Another offshoot from the Davis lab is being studied in a 150-patient phase II clinical study for the treatment of advanced non–small cell lung cancer. Cerulean Pharma's CRLX101 nanopharmaceutical contains camptothecin, which inhibits both topoisomerase 1 and hypoxia-inducible factor-1α. CRLX101 is sized to exploit the porosity of tumor vasculature, “which creates a beautiful entry portal,” says Cerulean chief executive officer Oliver S. Fetzer, PhD. In earlier trials, he says, patients have commented on how good they feel, compared to their experiences with other drugs.
But although the last decade has seen an unending flood of striking ideas for nanotechnology-based delivery for cancer agents, these 3 drugs are among very few in clinical trials.
Making Particle Progress
Here, researchers say, are some of the challenges in nanotech medicine that go beyond those of conventional drug development:
Putting together interdisciplinary teams: “Biologists, chemists, clinicians, material scientists, and engineers are not going to talk the same language on day one,” says Piotr Grodzinski, PhD, director of the National Cancer Institute's Office of Cancer Nanotechnology Research. “You need to create a collaborative environment for large projects in which they are empowered to work together.”
This recognition helped to produce the National Cancer Institute's Centers of Cancer Nanotechnology Excellence, each led by one researcher with a medical background and another with a technical background. “You couldn't do this kind of research with a single lab,” says Sanjiv Sam Gambhir, MD, PhD, director of Stanford University's Center for Cancer Nanotechnology Excellence and Translation. “And it takes several years for people to really start working well together.”
On the upside, “the collaborative environment has improved tremendously,” says James R. Baker Jr, MD, of the University of Michigan, director of the Michigan Nanotechnology Institute for Medicine and Biological Sciences. This improvement is particularly noticeable in young researchers, who “innately cross-train,” he says.

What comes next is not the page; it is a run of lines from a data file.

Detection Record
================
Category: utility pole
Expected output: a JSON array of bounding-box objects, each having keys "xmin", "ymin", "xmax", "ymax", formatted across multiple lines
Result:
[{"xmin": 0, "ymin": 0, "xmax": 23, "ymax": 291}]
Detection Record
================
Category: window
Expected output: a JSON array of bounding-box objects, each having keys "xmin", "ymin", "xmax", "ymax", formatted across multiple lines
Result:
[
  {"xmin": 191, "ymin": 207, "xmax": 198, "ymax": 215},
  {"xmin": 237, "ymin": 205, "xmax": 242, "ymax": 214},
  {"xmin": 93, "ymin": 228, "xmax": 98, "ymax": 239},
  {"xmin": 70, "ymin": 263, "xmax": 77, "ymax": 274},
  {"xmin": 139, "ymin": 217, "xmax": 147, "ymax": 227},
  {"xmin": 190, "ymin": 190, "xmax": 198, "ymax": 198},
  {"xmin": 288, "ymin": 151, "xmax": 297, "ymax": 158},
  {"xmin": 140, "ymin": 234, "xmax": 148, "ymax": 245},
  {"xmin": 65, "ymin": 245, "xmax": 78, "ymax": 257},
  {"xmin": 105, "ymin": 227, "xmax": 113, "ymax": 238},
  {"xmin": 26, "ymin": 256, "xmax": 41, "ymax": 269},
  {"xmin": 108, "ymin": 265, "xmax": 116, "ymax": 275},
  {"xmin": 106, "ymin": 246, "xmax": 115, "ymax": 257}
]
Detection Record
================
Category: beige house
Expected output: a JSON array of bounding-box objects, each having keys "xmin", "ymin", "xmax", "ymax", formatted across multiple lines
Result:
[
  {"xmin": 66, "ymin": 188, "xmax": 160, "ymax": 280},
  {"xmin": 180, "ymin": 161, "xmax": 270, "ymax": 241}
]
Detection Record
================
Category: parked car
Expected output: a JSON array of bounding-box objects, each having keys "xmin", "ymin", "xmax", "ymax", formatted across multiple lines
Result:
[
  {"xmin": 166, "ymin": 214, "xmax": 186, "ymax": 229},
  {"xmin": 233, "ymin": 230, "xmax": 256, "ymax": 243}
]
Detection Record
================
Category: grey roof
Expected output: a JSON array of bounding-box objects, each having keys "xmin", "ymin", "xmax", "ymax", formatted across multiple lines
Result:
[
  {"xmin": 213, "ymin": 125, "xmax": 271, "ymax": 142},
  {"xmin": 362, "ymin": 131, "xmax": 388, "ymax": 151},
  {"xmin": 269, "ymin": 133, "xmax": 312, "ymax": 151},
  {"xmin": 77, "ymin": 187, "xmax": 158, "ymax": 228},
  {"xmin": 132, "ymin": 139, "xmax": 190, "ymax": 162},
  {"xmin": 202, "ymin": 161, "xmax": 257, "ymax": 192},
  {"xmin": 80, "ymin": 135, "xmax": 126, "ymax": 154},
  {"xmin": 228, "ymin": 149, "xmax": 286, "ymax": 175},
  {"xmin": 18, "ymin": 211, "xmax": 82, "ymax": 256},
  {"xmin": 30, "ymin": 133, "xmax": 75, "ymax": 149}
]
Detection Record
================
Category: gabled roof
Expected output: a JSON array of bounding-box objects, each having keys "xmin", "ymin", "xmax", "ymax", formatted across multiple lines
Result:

Mastering highly complex approaches: Calando's CALAA-01 needs all its components working optimally together to unleash its effect on a tumor, says Thomas Schluep, ScD, the firm's chief scientific officer. “That made it very difficult to develop.”
Scaling up manufacturing: “There are thousands of publications about nanoparticles,” says Scott Minick, MBA, BIND Biosciences chief executive officer. “Practically speaking, the vast majority of these nanoparticle technologies, maybe as much as 99%, are not clinically viable or translatable to commercial-scale pharmaceutical manufacturing.” However, many companies are starting to scale up manufacturing, producing hundreds of grams or even kilograms, Grodzinski notes.
Seeing Startups
Proponents can point to definite signs of progress. Among them, the U.S. Food and Drug Administration has approved a few nanotech-based therapies, including Abraxane (paclitaxel; Celgene), Doxil (doxorubicin; Johnson & Johnson), and Oncaspar (pegaspargase; Sigma-Tau).
The number of clinical trials is rising, and so is the number of startups in nanotech medicine, which Grodzinski estimates at 35 to 40 firms in the United States in the past few years. Although all of these firms are small, “linking them strategically to larger pharmaceutical companies will further improve their chances to succeed and commercialize their technologies,” he says.
“This is still a really young field,” says Schluep. “We are truly pioneers in that we are quite far along in our clinical development with an ongoing clinical trial, which is no small feat. Look at the timeline for developing monoclonal antibodies—that didn't happen overnight either.”